Cisco, the developer of the widely deployed ClamAV open-source scanner, acknowledged awareness of the issue in its CERT/CC response but classified it as “not considered a vulnerability, but rather a hardening suggestion” for future releases, stopping short of committing to a CVE-tracked remediation [3]. This classification is notable because it means Cisco may not issue a CVE-tracked fix, and organizations with contractual SLAs tied to vulnerability response should assess whether this outcome aligns with their security requirements. No confirmed patches from major AV or EDR vendors had been announced publicly as of the date of this publication.

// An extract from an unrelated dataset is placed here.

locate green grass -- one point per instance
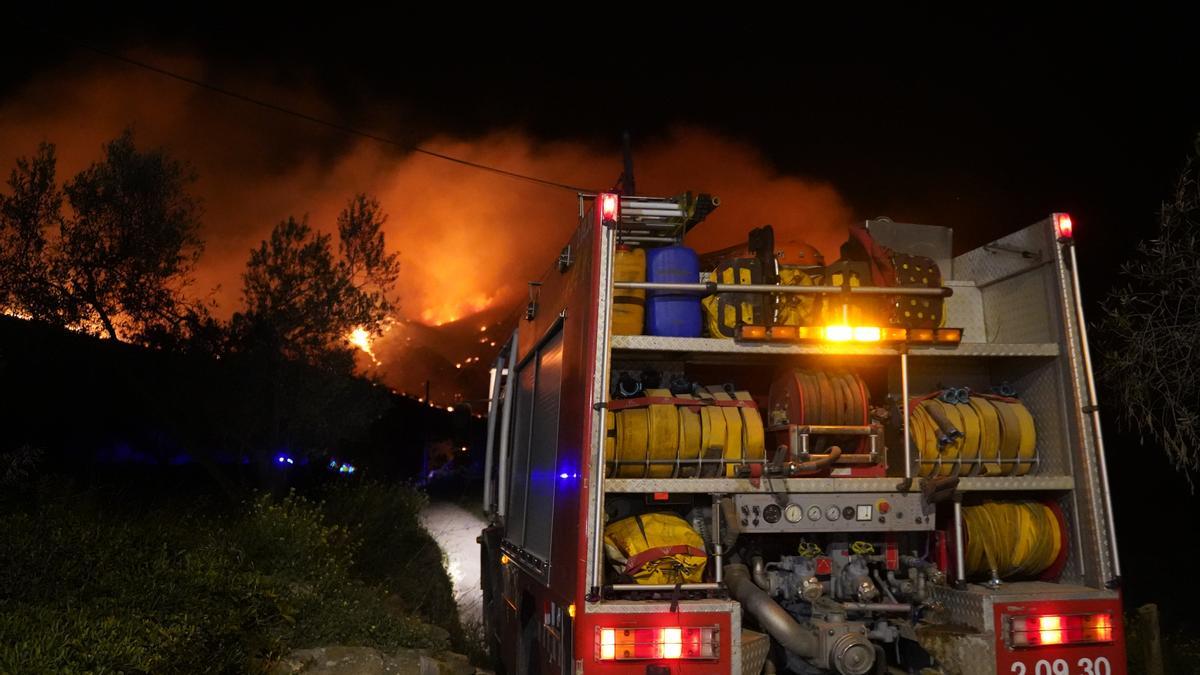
(89, 586)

Threat Actor Relevance and Deployment Context

Zombie ZIP is not a technique available to commodity malware authors in its current form. A ZIP archive that fails to open with 7-Zip, WinRAR, unzip, and Python’s zipfile library cannot be deployed through simple phishing attachments or drive-by downloads that rely on the victim’s standard tooling to unpack it. Successful weaponization requires a separately delivered custom loader that is capable of parsing the malformed archive and decompressing its contents — a staged delivery architecture (a two-phase approach where a first-stage dropper enables delivery and execution of a separate final payload) more consistent with targeted intrusion campaigns than mass-distribution malware [2].

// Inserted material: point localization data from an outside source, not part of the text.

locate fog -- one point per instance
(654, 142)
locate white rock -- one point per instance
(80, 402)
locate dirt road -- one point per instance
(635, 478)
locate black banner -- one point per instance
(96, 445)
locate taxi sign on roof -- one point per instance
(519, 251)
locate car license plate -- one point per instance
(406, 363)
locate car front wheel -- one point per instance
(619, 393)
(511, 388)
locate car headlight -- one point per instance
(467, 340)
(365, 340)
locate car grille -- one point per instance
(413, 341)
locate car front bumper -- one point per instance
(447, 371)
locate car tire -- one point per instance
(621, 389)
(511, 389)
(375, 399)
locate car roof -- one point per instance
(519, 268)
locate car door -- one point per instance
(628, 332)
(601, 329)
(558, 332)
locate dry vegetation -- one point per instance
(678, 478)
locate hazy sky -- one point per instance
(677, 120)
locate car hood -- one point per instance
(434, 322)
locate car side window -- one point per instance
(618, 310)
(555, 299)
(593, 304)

This constraint is meaningful but not reassuring. Advanced persistent threat actors routinely deploy multi-stage loaders, and the low implementation complexity of the decoding side — standard zlib DEFLATE with one field ignored, achievable in approximately six lines of code — makes integration into existing loader frameworks straightforward. The technique is best understood as a payload-staging primitive: a method of storing a final-stage implant on a compromised host or delivering it through a controlled channel in a form that post-compromise AV scanning will not identify. Given that many organizations run AV or EDR scanning on file shares, email attachments, and cloud storage as a secondary detection layer after initial access, the ability to store an implant in a form that evades secondary scanning represents a meaningful capability advantage for a threat actor already inside the perimeter, particularly in environments that rely on file-share or cloud storage scanning as a post-access detection layer.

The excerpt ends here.